Navy Orders Two C-40A Transport Aircraft from Boeing
By RICHARD R. BURGESS, Managing Editor
ARLINGTON, Va. — Naval Air Systems Command has ordered two C-40A Clipper transport aircraft from Boeing to add to the Navy Department’s organic airlift fleet.
The Boeing Co. was awarded a $152.5 million contract for the two C-40As on Sept. 27. Deliveries of the aircraft are expected to be completed by September 2019.
The order will bring to 17 the number of C-40As procured by the Navy, a completion of the current program of record. The 17 C-40As are replacements for the C-9B and DC-9 Skytrain II transports operated until recently by the Navy and Marine Corps for support of fleet operations.

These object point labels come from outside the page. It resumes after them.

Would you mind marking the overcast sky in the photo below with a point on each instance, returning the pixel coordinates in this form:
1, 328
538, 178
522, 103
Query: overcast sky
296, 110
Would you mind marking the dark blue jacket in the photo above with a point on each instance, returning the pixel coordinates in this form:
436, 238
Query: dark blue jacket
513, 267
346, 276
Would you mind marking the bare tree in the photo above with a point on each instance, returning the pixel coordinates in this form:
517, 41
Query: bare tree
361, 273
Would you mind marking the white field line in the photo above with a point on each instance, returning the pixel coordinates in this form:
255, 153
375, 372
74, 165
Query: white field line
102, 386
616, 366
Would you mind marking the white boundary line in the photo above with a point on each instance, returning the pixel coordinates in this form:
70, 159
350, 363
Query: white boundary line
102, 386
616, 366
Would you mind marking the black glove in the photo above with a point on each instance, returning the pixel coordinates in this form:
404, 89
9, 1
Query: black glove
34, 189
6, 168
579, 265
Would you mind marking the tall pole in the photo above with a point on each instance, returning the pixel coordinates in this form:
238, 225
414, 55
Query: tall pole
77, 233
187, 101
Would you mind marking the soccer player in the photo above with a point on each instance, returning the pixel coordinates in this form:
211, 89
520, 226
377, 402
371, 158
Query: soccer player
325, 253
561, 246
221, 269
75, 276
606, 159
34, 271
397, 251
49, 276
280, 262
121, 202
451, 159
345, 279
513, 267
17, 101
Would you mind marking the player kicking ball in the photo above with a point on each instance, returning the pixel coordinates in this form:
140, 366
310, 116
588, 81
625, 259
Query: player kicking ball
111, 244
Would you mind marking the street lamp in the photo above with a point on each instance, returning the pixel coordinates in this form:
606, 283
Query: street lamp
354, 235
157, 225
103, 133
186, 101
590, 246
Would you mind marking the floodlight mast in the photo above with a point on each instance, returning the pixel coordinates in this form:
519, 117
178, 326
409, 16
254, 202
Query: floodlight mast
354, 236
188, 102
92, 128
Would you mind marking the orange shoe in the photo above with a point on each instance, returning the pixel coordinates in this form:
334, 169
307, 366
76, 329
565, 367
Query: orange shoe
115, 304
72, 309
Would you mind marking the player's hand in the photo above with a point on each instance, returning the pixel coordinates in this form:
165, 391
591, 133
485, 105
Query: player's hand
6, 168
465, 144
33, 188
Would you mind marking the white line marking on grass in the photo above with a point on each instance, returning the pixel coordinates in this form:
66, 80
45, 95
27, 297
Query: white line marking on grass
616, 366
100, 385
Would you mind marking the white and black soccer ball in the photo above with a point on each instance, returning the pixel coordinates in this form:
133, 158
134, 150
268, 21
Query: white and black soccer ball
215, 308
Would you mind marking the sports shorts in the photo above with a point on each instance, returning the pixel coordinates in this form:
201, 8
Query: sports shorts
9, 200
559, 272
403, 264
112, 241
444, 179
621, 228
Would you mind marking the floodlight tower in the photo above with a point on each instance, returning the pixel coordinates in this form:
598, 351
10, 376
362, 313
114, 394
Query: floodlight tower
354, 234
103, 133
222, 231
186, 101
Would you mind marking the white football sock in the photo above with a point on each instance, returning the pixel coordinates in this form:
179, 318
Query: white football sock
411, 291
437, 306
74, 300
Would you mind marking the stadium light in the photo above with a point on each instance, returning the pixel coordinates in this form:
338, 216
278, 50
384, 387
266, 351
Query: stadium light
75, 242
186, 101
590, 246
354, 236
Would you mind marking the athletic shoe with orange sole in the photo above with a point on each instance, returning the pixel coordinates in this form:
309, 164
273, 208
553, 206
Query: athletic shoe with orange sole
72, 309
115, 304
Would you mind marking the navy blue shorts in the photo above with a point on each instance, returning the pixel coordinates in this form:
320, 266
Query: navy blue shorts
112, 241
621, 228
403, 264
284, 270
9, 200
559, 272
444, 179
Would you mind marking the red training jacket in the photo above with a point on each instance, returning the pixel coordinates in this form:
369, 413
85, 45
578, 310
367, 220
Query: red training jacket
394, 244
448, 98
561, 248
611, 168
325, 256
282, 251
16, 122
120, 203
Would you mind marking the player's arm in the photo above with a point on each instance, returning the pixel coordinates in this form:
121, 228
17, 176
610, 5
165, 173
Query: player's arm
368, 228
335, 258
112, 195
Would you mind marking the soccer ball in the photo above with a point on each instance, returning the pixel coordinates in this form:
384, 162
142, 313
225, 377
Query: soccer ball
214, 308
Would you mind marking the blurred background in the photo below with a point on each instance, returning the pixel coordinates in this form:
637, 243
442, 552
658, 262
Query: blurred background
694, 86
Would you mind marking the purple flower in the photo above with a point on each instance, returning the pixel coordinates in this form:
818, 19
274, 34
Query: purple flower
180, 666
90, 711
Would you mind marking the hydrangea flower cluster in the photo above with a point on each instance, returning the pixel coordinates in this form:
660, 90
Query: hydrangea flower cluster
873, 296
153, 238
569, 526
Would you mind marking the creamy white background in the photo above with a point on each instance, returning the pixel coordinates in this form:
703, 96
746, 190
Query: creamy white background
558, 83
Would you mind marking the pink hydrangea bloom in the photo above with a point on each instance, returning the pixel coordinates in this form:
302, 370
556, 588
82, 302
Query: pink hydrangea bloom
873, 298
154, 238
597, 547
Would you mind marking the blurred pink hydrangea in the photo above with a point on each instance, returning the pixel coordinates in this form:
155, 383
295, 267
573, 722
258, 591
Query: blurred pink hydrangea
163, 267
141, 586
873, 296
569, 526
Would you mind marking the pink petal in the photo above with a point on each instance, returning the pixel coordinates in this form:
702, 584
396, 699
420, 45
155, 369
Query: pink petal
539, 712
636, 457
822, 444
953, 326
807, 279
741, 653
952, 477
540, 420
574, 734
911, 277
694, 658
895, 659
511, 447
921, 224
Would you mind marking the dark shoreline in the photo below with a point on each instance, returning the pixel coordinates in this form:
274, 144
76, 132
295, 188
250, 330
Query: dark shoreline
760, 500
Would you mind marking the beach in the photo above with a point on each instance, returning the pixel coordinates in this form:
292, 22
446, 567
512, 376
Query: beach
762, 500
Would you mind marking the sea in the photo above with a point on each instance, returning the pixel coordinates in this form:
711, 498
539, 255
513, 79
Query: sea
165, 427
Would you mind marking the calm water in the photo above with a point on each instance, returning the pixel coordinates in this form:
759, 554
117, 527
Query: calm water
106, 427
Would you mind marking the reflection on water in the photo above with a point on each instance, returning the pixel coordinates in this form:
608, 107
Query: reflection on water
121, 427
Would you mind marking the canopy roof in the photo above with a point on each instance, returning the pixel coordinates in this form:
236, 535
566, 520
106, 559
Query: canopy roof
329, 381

The two C-40As on order will enable Marine Transport Squadron One (VMR-1) to operate its own C-40As. The squadron, moving to Naval Air Station-Joint Reserve Base Fort Worth, Texas, from Marine Corps Air Station Cherry Point, N.C., previously operated two C-9Bs for decades to provide rapid-response airlift for Marine Corps units. VMR-1 was the last squadron to operate the C-9B, but its transition to the C-40A had awaited the Navy budget to fund the last two of 17 C-40s to replace the C-9Bs. The 2017 Marine Corps Aviation Plan slated VMR-1 to move to Fort Worth and convert from an active-duty squadron to a Reserve squadron by October.
VMR-1 divested itself of its two C-9Bs in April, said Kelly Burdick, a spokeswoman for Naval Air Systems Command. Until its own C-40As arrive, VMR-1’s crews are augmenting the Fort Worth-based VR-59 in flying the Navy C-40As.